Pew Analytics is a package containing many of the text and statistics utilities developed at the Pew Research Center over the years. Many of our research projects involve routine tasks specifically related to processing and analyzing data: things like cleaning up text documents, de-duplicating records, and looking for hidden clusters and groups. This package contains a collection of tools designed to make these tasks easier.

Installation

To install, you can use pip:

pip install git+https://github.com/pewresearch/pewanalytics#egg=pewanalytics

Or you can install from source:

git clone https://github.com/pewresearch/pewanalytics.git cd pewanalytics python setup.py install

Note

This is a Python 3 package. Though it is compatible with Python 2, many of its dependencies are planning to drop support for earlier versions if they haven’t already. We highly recommend you upgrade to Python 3.

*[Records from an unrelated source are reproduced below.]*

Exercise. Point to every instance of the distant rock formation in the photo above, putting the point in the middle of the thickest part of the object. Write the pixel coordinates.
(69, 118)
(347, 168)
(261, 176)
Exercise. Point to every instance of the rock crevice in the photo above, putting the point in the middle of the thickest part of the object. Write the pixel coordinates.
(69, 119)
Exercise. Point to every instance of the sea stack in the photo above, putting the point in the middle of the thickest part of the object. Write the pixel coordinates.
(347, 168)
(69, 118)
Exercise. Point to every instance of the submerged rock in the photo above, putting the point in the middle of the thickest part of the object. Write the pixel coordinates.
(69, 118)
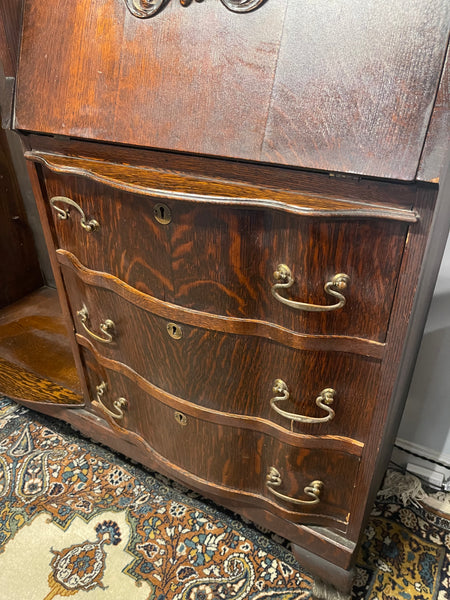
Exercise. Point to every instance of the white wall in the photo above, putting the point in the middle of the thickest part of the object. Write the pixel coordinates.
(425, 427)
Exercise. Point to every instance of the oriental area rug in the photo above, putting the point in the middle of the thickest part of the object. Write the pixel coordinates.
(78, 521)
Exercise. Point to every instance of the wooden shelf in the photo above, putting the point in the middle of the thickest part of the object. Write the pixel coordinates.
(36, 361)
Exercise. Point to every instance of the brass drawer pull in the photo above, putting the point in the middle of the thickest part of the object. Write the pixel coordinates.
(284, 279)
(106, 327)
(313, 490)
(119, 404)
(147, 8)
(89, 226)
(323, 401)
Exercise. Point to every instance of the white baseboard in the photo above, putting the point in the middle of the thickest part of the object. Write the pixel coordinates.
(424, 452)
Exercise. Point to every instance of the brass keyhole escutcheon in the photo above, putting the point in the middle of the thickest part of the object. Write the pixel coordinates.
(162, 214)
(180, 418)
(174, 331)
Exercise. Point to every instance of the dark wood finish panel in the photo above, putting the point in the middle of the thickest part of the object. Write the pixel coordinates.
(325, 542)
(356, 89)
(37, 361)
(205, 86)
(178, 262)
(240, 422)
(366, 114)
(10, 27)
(220, 452)
(230, 373)
(407, 323)
(19, 268)
(172, 312)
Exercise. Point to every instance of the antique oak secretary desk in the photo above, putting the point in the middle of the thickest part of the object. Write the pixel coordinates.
(243, 205)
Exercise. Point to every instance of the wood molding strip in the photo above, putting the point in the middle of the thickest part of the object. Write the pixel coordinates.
(338, 443)
(232, 325)
(172, 185)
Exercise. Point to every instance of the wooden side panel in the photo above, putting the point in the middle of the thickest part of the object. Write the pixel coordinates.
(435, 152)
(10, 26)
(196, 79)
(355, 85)
(19, 267)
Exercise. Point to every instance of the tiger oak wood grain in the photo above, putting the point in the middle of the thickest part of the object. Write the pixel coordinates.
(230, 373)
(178, 186)
(253, 327)
(284, 71)
(187, 407)
(346, 86)
(355, 85)
(218, 458)
(206, 86)
(178, 262)
(337, 186)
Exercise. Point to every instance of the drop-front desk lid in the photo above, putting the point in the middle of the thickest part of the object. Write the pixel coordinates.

Installation Troubleshooting

Using 64-bit Python

Some of our libraries require the use of 64-bit Python. If you encounter errors during installation that are related to missing libraries, you may be using 32-bit Python. We recommend that you uninstall this version and switch to a 64-bit version instead. On Windows, these will be marked with x86-64; you can find the latest 64-bit versions of Python here.

Installing ssdeep

ssdeep is an optional dependency that can be used by the pewtils.get_hash() function in Pewtils. Installation instructions for various Linux distributions can be found in the library’s documentation. The ssdeep Python library is not currently compatible with Windows. Installing ssdeep on Mac OS may involve a few additional steps, detailed below:

  1. Install Homebrew

  2. Install xcode

    xcode-select --install
    
  3. Install system dependencies

    brew install pkg-config libffi libtool automake
    ln -s /usr/local/bin/glibtoolize /usr/local/bin/libtoolize
    
  4. Install ssdeep with an additional flag to build the required libraries

    BUILD_LIB=1 pip install ssdeep
    
  5. If step 4 fails, you may need to redirect your system to the new libraries by setting the following flags:

    export LIBTOOL=`which glibtool`
    export LIBTOOLIZE=`which glibtoolize`
    

    Do this and try step 4 again.

  6. Now you should be able to run the main installation process detailed above.